Atualmente o Ministério do Meio Ambiente tenta emplacar a valorização dos serviços ambientais como política pública por meio da aprovação de Projeto de Lei 792, de 2007. O projeto, enviado para a Casa Civil em agosto, prevê como fontes para a remuneração recursos do orçamento da União, parte dos royalties federais pela exploração do petróleo e doações internacionais. Contempla ainda o projeto da Agência Nacional de Águas (ANA) de remunerar quem produz água. Parte dos recursos para a preservação de bacias hidrográficas federais viria da cobrança pelo uso da água, implantada nos rios Paraíba do Sul (RJ/SP), e Piracicaba (MG/SP), e que, em 2009, ocorrerá também no rio São Francisco. No ano passado, os usuários e poluidores daqueles dois rios pagaram 27 milhões ao governo federal. “A valorização dos serviços e a cobrança pelo uso da água são os dois lados de uma mesma moeda”, explica Devanir dos Santos, diretor da ANA. “Se, ao usar a água para gerar riqueza, devemos devolver parte desse lucro para a comunidade, ao preservar uma nascente devemos também ser recompensados por isso.” Para o ecólogo José Galizia Tundisi, da Universidade de São Paulo, a conservação ambiental no Brasil vai prosperar quando virar um negócio rentável. E a valorização dos serviços ambientais seria o primeiro passo. “Precisamos passar de uma economia de consumo para uma economia de conservação”, afirma. “Na França, por exemplo, a Perrier remunera há anos os fazendeiros que fornecem água para a sua produção. Quando o Brasil consolidar esse sistema, vai levar vantagem no cenário internacional.”

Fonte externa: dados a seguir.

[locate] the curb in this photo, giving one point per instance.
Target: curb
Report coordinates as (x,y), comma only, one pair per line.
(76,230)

Para Marcelo Hercowitz, no entanto, é preciso colocar água fria na fervura. “Além de esses casos serem muito incipientes no Brasil, a valorização de serviços ambientais dificilmente vai poder substituir atividades rentáveis e de grande escala, como a soja na Amazônia ou a especulação imobiliária que gera a expansão urbana”, aponta. “O potencial principal da valorização desses serviços é estimular, a longo prazo, o cumprimento da legislação ambiental e a adoção de práticas de menor impacto ambiental .” Em tempo: de acordo com a Companhia de Saneamento Básico de São Paulo (Sabesp), a falta de água no Jardim Ângela ocorreu durante a manutenção do sistema Guarapiranga, quando uma válvula apresentou problemas de funcionamento.